Our history, we are told, shapes our present.

It reminds us of our journey to the present, the odds we faced along the way and why we must always leverage on our past experiences – our challenges and or triumphs –  to make our present even better. How can a man who benefitted so much from another man’s deliberate effort at creating an enabling environment for political inclusiveness for all strata of society turn around to disavow the selfsame same politics of inclusiveness, on the altar of clannishness? How can Nwobodo say that what served him well all those years isn’t wholesome any longer as a leadership recruitment process for our fledgling democracy just because he wants kinsman to be the next Governor of Enugu State? How do you say that what is good for the geese isn’t good for the gander? With two Governors, one Deputy Governor, three Senators, two ministers and more already produced by ‘mainstream’ Nkanu and none yet by Isi-Uzo, how does it not occur to Jim Nwobodo that a man who seeks equity must come to it with clean hands?

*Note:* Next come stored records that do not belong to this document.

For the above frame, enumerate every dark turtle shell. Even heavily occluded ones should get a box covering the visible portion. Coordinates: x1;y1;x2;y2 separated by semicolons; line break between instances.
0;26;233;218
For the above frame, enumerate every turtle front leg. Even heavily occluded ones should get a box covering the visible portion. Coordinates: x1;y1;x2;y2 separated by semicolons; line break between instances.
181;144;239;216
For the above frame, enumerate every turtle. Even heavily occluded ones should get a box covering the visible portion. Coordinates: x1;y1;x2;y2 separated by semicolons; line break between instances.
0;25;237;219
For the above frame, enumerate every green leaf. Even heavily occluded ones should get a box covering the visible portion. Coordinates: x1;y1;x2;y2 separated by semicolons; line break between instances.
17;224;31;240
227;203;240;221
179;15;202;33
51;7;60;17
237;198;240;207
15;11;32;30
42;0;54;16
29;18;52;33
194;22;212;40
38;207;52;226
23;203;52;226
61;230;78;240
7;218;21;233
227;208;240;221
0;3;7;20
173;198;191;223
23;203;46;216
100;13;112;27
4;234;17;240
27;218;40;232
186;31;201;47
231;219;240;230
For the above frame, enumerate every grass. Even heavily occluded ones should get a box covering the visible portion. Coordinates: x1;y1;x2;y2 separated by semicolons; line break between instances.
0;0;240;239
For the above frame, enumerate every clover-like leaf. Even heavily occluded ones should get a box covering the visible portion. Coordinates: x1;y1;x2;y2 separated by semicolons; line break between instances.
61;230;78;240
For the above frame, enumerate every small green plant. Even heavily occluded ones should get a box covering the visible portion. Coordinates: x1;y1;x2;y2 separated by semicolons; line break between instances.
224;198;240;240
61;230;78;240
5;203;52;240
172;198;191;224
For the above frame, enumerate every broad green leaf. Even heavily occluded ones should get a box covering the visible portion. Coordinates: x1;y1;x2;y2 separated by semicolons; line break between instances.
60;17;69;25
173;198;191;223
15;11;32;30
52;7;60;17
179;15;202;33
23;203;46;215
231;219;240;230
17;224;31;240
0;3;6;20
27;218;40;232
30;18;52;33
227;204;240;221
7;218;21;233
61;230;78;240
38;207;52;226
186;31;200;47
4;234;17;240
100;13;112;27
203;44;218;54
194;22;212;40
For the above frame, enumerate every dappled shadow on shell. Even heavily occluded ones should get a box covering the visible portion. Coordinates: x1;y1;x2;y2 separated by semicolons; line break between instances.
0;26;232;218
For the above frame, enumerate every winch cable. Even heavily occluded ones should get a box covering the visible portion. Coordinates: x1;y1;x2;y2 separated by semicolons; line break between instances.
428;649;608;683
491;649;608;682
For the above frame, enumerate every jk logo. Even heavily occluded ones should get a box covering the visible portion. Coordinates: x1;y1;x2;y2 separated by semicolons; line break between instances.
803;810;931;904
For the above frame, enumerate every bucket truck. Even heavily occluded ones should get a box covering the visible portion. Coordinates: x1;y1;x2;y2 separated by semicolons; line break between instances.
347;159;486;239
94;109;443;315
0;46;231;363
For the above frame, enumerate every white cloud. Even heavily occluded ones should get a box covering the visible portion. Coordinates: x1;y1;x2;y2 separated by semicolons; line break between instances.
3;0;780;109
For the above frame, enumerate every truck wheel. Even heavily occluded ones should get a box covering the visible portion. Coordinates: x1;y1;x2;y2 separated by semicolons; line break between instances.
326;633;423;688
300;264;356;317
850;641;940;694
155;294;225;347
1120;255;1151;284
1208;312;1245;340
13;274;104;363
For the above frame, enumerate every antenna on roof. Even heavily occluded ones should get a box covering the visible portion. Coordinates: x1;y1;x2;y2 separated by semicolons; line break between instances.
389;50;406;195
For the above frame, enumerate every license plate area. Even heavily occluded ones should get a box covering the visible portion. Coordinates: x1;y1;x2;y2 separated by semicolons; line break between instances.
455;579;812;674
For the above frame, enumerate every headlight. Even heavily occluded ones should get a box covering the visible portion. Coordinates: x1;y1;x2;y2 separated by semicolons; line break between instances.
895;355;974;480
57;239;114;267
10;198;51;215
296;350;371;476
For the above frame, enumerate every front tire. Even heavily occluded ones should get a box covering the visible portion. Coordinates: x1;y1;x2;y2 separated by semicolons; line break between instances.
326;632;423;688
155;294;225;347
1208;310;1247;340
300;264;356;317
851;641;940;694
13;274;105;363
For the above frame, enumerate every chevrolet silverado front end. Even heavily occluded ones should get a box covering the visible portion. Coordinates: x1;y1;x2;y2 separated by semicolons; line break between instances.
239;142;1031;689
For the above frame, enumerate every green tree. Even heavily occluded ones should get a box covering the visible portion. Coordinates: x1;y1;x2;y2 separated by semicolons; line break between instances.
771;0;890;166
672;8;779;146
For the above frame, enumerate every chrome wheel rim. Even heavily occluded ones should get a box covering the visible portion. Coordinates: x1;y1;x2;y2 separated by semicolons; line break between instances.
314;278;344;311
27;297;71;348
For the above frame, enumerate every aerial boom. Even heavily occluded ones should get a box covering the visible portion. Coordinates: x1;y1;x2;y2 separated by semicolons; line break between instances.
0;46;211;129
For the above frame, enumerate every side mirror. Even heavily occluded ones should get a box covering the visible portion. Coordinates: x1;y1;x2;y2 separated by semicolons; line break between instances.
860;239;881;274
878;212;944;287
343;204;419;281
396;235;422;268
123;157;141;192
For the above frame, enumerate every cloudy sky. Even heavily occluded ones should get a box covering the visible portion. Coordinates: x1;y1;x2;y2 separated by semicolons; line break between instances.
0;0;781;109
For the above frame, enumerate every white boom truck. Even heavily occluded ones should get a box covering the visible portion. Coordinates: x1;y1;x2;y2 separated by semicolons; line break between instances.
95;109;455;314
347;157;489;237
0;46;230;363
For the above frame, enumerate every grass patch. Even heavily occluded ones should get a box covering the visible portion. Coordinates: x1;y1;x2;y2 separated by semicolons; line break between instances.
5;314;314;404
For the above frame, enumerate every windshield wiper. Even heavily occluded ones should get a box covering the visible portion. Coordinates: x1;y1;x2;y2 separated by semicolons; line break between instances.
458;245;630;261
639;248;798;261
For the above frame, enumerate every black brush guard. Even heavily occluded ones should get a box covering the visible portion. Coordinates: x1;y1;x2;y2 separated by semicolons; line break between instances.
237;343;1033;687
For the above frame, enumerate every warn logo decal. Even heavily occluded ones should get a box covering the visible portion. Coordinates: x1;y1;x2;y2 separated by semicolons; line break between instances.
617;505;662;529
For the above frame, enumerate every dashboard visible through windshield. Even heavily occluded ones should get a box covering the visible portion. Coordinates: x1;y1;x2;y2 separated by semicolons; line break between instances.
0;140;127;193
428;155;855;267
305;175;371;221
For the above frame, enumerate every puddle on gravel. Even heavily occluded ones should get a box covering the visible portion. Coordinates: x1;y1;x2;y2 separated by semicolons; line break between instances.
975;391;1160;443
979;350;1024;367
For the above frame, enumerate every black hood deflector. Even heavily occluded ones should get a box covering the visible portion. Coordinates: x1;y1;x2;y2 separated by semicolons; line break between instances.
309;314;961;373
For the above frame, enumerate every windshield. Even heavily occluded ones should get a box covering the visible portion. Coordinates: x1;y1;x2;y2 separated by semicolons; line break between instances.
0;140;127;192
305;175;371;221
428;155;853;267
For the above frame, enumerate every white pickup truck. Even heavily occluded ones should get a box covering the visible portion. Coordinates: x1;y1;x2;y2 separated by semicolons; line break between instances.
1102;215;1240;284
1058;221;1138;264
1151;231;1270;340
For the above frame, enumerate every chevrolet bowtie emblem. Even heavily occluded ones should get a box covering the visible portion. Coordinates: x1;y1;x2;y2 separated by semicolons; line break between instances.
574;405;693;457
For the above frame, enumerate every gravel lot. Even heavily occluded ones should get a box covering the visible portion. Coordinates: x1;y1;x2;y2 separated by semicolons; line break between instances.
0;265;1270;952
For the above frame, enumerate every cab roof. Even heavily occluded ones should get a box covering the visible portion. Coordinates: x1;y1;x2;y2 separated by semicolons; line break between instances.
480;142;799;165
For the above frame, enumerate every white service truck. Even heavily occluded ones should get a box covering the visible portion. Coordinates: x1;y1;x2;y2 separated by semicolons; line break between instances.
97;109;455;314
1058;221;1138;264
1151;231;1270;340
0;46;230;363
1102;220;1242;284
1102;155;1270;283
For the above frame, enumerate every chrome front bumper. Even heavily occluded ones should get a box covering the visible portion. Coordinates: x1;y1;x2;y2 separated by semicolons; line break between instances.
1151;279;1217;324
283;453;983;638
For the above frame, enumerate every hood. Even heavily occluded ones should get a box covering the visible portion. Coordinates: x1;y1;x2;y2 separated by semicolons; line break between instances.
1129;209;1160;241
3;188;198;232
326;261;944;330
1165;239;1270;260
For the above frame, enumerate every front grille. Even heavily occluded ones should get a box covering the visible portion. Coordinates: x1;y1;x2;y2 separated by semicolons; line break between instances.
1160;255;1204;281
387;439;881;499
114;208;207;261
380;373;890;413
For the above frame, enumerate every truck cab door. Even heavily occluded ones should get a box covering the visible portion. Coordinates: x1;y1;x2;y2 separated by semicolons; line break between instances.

It is just as well that the former Governor of Old Anambra State ‘has denied all the allegations against him’ – may his words match his body language! For, we are hoping that what Obasanjo couldn’t accomplish nationally, our own Distinguished Senator Nwobodo would be able to accomplish in Enugu, a pointer to the possibility of the New Nigeria Revolution finally taking off from Enugu. Indeed, should he and other ‘mainstream’ Nkanu leaders support Isi-Uzo’s bid for Enugu governorship, the New Nigeria Revolution set afoot by Obasanjo but cut short by him too, would have finally berthed in Enugu for the rest of the country to learn that no Nigerian should be denied the right to lead his country, State or local government for the simple reason that he or she is a ‘minority’. That, indeed, is the New Nigeria Revolution that we all desire, isn’t it? 

NWEKE, a veteran journalist, wrote from Enugu, the Enugu State capital.